Correlation Between Celsius Holdings and Eva Live
Can any of the company-specific risk be diversified away by investing in both Celsius Holdings and Eva Live at the same time? Although using a correlation coefficient on its own may not help to predict future stock returns, this module helps to understand the diversifiable risk of combining Celsius Holdings and Eva Live into the same portfolio, which is an essential part of the fundamental portfolio management process.
By analyzing existing cross correlation between Celsius Holdings and Eva Live, you can compare the effects of market volatilities on Celsius Holdings and Eva Live and check how they will diversify away market risk if combined in the same portfolio for a given time horizon. You can also utilize pair trading strategies of matching a long position in Celsius Holdings with a short position of Eva Live. Check out your portfolio center. Please also check ongoing floating volatility patterns of Celsius Holdings and Eva Live.

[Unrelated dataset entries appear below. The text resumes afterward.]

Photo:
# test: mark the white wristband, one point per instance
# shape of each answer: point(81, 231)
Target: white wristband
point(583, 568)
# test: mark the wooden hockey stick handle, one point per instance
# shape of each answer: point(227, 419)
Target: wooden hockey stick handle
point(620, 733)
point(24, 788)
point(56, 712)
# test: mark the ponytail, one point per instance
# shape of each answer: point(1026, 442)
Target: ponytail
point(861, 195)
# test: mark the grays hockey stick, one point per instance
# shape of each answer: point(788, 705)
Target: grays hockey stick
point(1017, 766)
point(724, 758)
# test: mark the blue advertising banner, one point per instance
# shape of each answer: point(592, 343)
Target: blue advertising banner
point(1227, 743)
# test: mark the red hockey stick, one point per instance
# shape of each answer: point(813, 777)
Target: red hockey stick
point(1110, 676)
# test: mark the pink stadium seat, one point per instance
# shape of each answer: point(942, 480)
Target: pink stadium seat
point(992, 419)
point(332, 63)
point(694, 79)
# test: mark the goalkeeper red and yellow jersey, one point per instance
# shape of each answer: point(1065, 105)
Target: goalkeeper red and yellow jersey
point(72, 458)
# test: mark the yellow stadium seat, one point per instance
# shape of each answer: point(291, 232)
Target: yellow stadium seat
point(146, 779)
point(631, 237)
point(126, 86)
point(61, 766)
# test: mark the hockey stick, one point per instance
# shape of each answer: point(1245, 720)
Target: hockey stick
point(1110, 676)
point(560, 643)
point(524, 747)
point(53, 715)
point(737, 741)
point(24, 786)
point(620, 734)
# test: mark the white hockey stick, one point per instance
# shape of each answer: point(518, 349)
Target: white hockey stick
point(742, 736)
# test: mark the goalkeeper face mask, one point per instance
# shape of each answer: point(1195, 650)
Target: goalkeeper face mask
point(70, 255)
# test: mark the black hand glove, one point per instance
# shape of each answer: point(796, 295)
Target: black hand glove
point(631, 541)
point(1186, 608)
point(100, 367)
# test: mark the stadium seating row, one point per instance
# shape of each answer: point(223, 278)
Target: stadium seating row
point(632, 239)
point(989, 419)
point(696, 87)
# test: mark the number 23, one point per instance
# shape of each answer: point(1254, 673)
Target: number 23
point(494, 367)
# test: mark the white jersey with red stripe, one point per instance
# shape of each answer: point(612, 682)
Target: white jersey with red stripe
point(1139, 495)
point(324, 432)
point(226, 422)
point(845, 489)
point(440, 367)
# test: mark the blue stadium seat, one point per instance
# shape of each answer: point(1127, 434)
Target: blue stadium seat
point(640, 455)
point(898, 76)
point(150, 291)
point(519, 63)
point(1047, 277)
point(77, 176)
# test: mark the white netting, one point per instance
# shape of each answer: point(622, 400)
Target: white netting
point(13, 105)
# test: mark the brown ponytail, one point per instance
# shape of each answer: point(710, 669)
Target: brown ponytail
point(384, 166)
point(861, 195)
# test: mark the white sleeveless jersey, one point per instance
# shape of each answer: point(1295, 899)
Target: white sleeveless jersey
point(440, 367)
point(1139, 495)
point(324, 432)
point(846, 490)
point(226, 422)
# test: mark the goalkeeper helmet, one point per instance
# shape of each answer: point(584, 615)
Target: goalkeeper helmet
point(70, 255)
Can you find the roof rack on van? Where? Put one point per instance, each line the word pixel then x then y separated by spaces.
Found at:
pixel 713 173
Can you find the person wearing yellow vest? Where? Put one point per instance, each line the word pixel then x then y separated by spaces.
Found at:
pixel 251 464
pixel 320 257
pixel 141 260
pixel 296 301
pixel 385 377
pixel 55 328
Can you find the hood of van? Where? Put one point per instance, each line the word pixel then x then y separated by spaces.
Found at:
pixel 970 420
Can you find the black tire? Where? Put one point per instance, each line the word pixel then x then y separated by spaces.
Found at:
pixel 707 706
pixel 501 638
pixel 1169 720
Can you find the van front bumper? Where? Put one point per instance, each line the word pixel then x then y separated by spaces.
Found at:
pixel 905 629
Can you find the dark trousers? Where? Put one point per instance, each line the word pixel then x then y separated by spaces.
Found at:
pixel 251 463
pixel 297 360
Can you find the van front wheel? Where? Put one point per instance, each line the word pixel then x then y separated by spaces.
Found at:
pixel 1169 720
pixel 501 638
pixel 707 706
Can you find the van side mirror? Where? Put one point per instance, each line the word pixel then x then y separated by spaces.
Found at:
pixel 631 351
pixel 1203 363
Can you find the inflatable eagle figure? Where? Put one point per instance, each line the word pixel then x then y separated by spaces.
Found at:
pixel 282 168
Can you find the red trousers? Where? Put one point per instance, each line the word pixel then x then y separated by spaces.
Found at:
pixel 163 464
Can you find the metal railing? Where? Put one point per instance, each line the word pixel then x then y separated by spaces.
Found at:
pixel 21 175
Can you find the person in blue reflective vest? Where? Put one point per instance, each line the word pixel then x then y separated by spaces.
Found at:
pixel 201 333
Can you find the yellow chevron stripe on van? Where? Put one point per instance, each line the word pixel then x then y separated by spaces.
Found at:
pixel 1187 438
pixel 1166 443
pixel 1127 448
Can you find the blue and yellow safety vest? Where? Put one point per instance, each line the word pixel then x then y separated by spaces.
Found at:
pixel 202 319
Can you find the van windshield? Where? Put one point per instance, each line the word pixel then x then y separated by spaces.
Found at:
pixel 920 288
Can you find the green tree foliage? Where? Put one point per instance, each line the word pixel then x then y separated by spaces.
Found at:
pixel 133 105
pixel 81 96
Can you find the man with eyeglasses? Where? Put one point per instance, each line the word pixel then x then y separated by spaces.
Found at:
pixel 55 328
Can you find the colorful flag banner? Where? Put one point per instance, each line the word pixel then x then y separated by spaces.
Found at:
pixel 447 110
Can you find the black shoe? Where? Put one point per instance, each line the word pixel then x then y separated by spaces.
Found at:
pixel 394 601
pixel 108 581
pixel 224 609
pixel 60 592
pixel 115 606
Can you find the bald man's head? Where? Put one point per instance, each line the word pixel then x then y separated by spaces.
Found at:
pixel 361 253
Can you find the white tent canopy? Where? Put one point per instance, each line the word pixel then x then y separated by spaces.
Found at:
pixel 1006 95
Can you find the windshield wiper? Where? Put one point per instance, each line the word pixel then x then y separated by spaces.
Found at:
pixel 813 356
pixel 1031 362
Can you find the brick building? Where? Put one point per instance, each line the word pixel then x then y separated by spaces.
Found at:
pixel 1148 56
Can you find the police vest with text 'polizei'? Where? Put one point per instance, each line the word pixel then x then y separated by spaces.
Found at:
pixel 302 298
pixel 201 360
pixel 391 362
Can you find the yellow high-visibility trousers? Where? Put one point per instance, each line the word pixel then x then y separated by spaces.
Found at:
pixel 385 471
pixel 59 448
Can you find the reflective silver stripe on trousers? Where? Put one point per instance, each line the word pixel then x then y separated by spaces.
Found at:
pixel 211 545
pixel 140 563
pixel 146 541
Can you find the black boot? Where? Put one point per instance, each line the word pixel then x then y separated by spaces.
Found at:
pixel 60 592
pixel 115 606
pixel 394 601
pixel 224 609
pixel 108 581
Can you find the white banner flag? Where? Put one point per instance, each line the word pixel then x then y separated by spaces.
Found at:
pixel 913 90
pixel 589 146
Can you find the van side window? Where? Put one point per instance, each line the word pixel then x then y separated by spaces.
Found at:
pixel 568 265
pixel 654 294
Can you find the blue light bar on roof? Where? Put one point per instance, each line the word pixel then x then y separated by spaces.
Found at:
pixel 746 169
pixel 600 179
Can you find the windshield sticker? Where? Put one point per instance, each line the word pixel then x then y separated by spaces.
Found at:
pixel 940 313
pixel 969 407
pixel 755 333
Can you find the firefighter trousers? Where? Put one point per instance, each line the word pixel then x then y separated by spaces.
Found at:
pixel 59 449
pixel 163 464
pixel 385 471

Diversification Opportunities for Celsius Holdings and Eva Live
0.44 | Correlation Coefficient |
Very weak diversification
The 3 months correlation between Celsius and Eva is 0.44. Overlapping area represents the amount of risk that can be diversified away by holding Celsius Holdings and Eva Live in the same portfolio, assuming nothing else is changed. The correlation between historical prices or returns on Eva Live and Celsius Holdings is a relative statistical measure of the degree to which these equity instruments tend to move together. The correlation coefficient measures the extent to which returns on Celsius Holdings are associated (or correlated) with Eva Live. Values of the correlation coefficient range from -1 to +1, where. The correlation of zero (0) is possible when the price movement of Eva Live has no effect on the direction of Celsius Holdings i.e., Celsius Holdings and Eva Live go up and down completely randomly.
Pair Corralation between Celsius Holdings and Eva Live
Given the investment horizon of 90 days Celsius Holdings is expected to generate 0.19 times more return on investment than Eva Live. However, Celsius Holdings is 5.39 times less risky than Eva Live. It trades about -0.06 of its potential returns per unit of risk. Eva Live is currently generating about -0.02 per unit of risk. If you would invest 3,056 in Celsius Holdings on October 9, 2024 and sell it today you would lose (163.00) from holding Celsius Holdings or give up 5.33% of portfolio value over 90 days.
Time Period | 3 Months [change] |
Direction | Moves Together |
Strength | Weak |
Accuracy | 95.0% |
Values | Daily Returns |
Celsius Holdings vs. Eva Live
Performance |
Timeline |
Celsius Holdings |
Eva Live |
Celsius Holdings and Eva Live Volatility Contrast
Predicted Return Density |
Returns |
Pair Trading with Celsius Holdings and Eva Live
The main advantage of trading using opposite Celsius Holdings and Eva Live positions is that it hedges away some unsystematic risk. Because of two separate transactions, even if Celsius Holdings position performs unexpectedly, Eva Live can make up some of the losses. Pair trading also minimizes risk from directional movements in the market. For example, if an entire industry or sector drops because of unexpected headlines, the short position in Eva Live will offset losses from the drop in Eva Live's long position.Celsius Holdings vs. Vita Coco | Celsius Holdings vs. Keurig Dr Pepper | Celsius Holdings vs. PepsiCo | Celsius Holdings vs. Coca Cola Femsa SAB |
Eva Live vs. Virtus Investment Partners, | Eva Live vs. Guangdong Investment Limited | Eva Live vs. RLX Technology | Eva Live vs. Universal |
Check out your portfolio center.Note that this page's information should be used as a complementary analysis to find the right mix of equity instruments to add to your existing portfolios or create a brand new portfolio. You can also try the Portfolio Optimization module to compute new portfolio that will generate highest expected return given your specified tolerance for risk.